Refining Synonyms for Contraction Behavior

If, after these checks, the issue remains, consider a slightly different approach to ensure contraction behavior. While explicit mappings with “=>” should enforce contraction, in some scenarios, particularly with older versions or complex analysis chains, you might need to refine your strategy.

  • One-Way Synonyms (If Supported): Some older synonym formats or plugins might offer a more direct way to define one-way synonyms. However, with the standard synonym filter and explicit mappings, the “=>” syntax is designed for contraction.
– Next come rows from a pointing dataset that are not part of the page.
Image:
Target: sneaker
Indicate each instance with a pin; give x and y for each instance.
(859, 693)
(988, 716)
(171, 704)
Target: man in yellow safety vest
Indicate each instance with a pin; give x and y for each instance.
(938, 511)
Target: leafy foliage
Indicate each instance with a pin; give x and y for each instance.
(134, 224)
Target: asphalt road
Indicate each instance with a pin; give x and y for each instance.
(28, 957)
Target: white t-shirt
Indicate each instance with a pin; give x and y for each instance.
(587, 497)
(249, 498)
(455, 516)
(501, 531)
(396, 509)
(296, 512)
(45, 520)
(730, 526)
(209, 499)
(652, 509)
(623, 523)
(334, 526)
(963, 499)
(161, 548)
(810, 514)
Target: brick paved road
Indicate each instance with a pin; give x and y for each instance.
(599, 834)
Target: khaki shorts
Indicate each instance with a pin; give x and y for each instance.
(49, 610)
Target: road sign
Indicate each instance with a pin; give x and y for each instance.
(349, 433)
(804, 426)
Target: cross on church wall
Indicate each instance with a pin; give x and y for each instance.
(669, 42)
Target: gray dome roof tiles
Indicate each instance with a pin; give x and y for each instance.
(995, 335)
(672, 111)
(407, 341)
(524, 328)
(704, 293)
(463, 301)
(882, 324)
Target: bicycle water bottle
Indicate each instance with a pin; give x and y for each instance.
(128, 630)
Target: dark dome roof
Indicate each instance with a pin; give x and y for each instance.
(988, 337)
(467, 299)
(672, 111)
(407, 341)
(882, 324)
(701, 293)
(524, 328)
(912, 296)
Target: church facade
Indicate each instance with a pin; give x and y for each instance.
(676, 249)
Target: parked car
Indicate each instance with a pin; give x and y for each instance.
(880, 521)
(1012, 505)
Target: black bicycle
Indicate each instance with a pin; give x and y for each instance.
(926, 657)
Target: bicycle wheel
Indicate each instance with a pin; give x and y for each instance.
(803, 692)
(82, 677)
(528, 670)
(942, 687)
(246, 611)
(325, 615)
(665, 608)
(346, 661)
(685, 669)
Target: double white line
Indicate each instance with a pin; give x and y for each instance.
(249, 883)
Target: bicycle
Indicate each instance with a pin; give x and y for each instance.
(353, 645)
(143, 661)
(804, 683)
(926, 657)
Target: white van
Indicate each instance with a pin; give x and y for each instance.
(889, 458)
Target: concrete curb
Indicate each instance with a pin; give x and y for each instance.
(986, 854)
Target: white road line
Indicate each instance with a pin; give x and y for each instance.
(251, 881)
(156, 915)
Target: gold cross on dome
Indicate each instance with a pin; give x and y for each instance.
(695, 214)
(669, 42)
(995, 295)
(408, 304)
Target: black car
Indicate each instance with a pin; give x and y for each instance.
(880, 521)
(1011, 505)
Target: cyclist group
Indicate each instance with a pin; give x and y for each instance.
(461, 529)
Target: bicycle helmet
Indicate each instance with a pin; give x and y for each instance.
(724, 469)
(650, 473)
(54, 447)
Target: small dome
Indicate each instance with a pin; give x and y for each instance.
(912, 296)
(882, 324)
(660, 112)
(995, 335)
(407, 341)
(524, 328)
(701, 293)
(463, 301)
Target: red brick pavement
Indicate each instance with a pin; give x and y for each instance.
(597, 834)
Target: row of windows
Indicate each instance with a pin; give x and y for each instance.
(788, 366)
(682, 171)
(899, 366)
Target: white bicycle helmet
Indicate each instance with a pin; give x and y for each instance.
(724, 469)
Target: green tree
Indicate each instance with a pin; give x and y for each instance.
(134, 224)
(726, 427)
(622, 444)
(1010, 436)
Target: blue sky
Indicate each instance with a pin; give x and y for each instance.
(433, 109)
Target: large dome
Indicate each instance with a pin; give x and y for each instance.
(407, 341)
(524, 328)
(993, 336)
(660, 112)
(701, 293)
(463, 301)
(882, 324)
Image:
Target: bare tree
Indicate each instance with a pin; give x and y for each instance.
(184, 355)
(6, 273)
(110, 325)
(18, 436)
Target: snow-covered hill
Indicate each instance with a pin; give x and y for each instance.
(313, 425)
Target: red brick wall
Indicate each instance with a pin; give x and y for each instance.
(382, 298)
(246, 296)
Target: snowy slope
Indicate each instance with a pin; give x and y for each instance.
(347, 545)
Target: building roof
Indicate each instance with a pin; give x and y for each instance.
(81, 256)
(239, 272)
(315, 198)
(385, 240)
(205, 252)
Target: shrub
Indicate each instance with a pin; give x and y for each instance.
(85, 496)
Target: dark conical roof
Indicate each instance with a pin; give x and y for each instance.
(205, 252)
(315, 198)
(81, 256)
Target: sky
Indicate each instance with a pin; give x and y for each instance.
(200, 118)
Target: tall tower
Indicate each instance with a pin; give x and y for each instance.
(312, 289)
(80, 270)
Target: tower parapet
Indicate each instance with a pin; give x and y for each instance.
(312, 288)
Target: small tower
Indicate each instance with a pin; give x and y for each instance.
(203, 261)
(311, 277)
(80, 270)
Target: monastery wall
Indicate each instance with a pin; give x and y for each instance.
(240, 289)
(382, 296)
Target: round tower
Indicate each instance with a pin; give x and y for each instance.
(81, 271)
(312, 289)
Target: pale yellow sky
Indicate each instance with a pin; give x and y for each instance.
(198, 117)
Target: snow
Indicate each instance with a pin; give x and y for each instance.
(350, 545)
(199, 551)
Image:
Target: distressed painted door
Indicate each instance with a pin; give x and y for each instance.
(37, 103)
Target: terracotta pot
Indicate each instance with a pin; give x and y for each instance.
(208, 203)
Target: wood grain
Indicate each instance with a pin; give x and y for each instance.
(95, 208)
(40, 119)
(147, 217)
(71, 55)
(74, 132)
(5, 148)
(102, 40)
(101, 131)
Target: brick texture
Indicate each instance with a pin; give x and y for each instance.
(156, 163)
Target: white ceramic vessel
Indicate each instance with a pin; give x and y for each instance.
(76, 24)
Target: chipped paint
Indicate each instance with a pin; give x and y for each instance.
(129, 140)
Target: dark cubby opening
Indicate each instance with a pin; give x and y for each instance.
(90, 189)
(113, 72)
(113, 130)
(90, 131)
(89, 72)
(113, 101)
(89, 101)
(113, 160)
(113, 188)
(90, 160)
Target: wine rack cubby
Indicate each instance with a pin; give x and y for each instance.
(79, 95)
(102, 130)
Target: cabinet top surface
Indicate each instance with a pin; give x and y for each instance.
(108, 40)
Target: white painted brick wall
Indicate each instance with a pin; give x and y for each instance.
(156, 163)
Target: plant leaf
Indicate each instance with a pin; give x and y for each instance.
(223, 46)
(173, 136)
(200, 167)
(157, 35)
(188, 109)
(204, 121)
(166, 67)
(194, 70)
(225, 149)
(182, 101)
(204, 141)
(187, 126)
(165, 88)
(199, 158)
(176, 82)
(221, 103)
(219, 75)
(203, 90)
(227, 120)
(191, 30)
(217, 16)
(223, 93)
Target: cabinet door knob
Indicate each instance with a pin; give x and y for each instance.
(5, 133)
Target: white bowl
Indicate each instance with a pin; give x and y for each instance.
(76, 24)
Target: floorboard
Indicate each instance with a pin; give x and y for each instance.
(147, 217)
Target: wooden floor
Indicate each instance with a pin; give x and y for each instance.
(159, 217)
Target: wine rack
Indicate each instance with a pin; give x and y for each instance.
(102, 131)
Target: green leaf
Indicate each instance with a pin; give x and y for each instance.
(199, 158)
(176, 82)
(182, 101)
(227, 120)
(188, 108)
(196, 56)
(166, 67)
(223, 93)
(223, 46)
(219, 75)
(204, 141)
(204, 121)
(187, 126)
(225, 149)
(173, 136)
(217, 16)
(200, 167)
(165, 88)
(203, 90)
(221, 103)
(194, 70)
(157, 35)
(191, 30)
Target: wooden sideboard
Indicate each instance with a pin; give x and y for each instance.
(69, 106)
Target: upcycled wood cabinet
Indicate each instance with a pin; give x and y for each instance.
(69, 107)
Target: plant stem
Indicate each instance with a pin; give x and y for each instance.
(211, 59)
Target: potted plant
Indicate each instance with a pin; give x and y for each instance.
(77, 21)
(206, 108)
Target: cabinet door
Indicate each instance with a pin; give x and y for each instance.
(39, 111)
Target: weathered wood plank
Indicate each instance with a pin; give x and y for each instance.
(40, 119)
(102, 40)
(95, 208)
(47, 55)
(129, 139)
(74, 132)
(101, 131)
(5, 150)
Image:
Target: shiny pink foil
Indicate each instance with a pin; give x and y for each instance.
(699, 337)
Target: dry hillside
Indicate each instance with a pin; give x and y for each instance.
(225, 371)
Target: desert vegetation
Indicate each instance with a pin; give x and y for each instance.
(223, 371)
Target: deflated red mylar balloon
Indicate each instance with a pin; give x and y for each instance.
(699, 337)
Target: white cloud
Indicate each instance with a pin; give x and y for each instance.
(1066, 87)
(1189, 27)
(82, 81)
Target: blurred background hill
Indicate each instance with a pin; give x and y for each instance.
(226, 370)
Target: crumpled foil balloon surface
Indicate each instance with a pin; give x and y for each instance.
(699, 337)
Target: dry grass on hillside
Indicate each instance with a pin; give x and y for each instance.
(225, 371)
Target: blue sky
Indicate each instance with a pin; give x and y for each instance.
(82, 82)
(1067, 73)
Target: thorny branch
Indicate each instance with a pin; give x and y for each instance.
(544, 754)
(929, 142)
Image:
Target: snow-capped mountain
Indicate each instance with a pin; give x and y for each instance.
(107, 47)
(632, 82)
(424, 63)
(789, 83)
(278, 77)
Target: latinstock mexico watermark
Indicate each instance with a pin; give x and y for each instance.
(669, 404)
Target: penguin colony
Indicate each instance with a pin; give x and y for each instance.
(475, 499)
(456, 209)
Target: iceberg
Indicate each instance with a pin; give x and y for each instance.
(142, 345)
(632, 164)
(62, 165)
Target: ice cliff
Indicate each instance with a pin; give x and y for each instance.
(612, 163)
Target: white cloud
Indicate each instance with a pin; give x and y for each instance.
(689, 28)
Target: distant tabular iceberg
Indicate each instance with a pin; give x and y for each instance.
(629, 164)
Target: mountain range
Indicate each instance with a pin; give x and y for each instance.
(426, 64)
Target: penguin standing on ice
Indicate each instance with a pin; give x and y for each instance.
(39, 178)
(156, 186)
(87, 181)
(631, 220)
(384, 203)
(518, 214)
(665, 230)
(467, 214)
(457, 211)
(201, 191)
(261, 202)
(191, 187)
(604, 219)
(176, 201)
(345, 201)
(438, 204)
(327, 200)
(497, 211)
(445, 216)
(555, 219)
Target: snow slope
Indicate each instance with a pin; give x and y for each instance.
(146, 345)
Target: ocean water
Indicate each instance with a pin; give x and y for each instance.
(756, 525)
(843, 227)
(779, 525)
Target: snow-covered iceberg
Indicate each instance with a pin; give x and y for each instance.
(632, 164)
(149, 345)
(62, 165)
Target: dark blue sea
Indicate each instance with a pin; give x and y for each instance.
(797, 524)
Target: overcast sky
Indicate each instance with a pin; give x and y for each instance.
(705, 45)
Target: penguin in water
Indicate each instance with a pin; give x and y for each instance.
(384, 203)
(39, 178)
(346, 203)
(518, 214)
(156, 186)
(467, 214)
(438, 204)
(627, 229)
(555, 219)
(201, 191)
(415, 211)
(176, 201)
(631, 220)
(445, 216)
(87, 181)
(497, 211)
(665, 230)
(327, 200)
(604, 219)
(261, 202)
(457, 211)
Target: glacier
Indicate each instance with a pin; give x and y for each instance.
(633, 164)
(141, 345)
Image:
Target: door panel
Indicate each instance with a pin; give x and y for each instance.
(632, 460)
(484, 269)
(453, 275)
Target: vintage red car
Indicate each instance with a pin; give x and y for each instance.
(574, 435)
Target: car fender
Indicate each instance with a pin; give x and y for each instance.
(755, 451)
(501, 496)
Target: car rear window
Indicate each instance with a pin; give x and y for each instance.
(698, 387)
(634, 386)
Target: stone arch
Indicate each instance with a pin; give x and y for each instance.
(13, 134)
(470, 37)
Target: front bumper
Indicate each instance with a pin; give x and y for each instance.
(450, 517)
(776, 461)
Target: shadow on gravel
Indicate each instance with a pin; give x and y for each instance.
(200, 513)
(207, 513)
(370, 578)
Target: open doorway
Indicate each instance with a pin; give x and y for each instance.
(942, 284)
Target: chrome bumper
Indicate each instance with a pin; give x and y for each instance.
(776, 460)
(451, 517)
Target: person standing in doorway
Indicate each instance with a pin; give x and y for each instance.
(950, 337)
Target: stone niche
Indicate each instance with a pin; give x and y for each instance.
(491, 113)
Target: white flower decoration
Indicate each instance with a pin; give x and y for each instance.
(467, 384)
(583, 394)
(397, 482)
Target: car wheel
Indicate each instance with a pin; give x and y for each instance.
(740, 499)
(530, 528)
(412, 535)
  • Careful Analyzer Order: Ensure the synonyms_en filter is placed before other filters like english_stemmer if stemming might be interfering with the synonym matching. In your current configuration, synonyms_en is correctly placed after lowercase and english_possessive_stemmer and before english_stop and english_stemmer, which is generally a good order.

By systematically checking these points and utilizing the Analyze API, you should be able to pinpoint why your simple contraction synonyms are behaving like equivalent synonyms and rectify the configuration to achieve the desired one-way mapping from “vitamin” and “supplement” to “peak performance”. Remember to test your changes thoroughly after each adjustment to confirm the intended behavior.